Original article was published on Artificial Intelligence on Medium
Paradigm-Shifting Product Trends that Will Shock the Defense Industry
Product Design Becomes a Team Sport:
As teams grow and products become more complex users are fighting to balance cognitive in a way that is not sustainable. Companies will need to innovate alongside end users in real time to maintain relevance. User research, agility and responsiveness to shifting end user needs will take priority over multi-year build-to-specification development efforts that return obsolete solutions once finally launched.
Empathy for the end user will result in products that are much easier to use, train, maintain and upgrade without passing on exorbitant costs to the end user. Troops, security agents and law enforcement deserve a voice in making decisions on the capabilities they are asked to use and trust with their lives.
The use of artificial intelligence (AI) and machine learning (ML) to increasingly automate processes and augment human potential. The fusion of robotic process automation, intelligent business management systems and AI is accelerating decision making and offloading tasks that are a burden to operators. Real-time, continuous intelligence and decision making will become foundational to mission success forcing a paradigm shift in how technologies are selected and purchased by organizations.

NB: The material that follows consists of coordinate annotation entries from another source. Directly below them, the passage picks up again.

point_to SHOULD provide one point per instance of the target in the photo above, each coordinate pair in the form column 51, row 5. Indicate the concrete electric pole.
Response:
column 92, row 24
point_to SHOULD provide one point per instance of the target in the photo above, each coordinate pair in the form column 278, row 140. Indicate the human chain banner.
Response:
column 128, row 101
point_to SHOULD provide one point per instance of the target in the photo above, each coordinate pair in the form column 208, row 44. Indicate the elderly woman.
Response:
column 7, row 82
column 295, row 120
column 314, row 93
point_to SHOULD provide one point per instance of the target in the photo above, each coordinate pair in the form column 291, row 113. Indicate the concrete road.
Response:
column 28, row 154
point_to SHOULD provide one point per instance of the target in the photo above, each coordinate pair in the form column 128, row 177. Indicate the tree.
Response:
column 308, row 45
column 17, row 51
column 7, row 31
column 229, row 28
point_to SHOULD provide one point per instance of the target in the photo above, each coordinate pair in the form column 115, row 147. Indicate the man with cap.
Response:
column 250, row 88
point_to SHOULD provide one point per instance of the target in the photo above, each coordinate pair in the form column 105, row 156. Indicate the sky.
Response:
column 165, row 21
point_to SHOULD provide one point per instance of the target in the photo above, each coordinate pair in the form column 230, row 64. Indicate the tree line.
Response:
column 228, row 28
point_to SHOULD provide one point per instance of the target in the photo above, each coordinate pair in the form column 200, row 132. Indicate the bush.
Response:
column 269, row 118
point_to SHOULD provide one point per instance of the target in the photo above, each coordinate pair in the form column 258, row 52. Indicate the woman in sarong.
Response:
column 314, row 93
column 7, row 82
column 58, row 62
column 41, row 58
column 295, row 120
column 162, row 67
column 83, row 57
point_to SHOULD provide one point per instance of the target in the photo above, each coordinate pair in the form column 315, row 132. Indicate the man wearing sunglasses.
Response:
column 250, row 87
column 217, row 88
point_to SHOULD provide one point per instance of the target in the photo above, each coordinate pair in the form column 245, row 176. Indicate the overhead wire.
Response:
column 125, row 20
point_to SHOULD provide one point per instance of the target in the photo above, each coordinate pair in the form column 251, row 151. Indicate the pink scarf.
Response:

Design and Marketing for Transparency:
Companies will be pushed to build products that fight the harm of misinformation. As customers become more inquisitive and informed, snake oil marketing tactics will no longer yield FOMO (fear of missing out) purchases.
People’s ability to spot fake news will bring about more trustworthy conversations. Hiding behind bold marketing claims, canned demonstrations and enormously complicated user experiences will no longer be accepted.
Companies must hold themselves accountable for for building enduring capabilities that do not require exorbitant training and sustainment costs — customers will move away from products that have slow upgradability schedules, excessive training demands and support costs that exceed the purchase price.
End users will not accept ‘insufficient training’ as justification for poor product performance.
Responsibility must be put on manufacturers to build intuitive and usable solutions.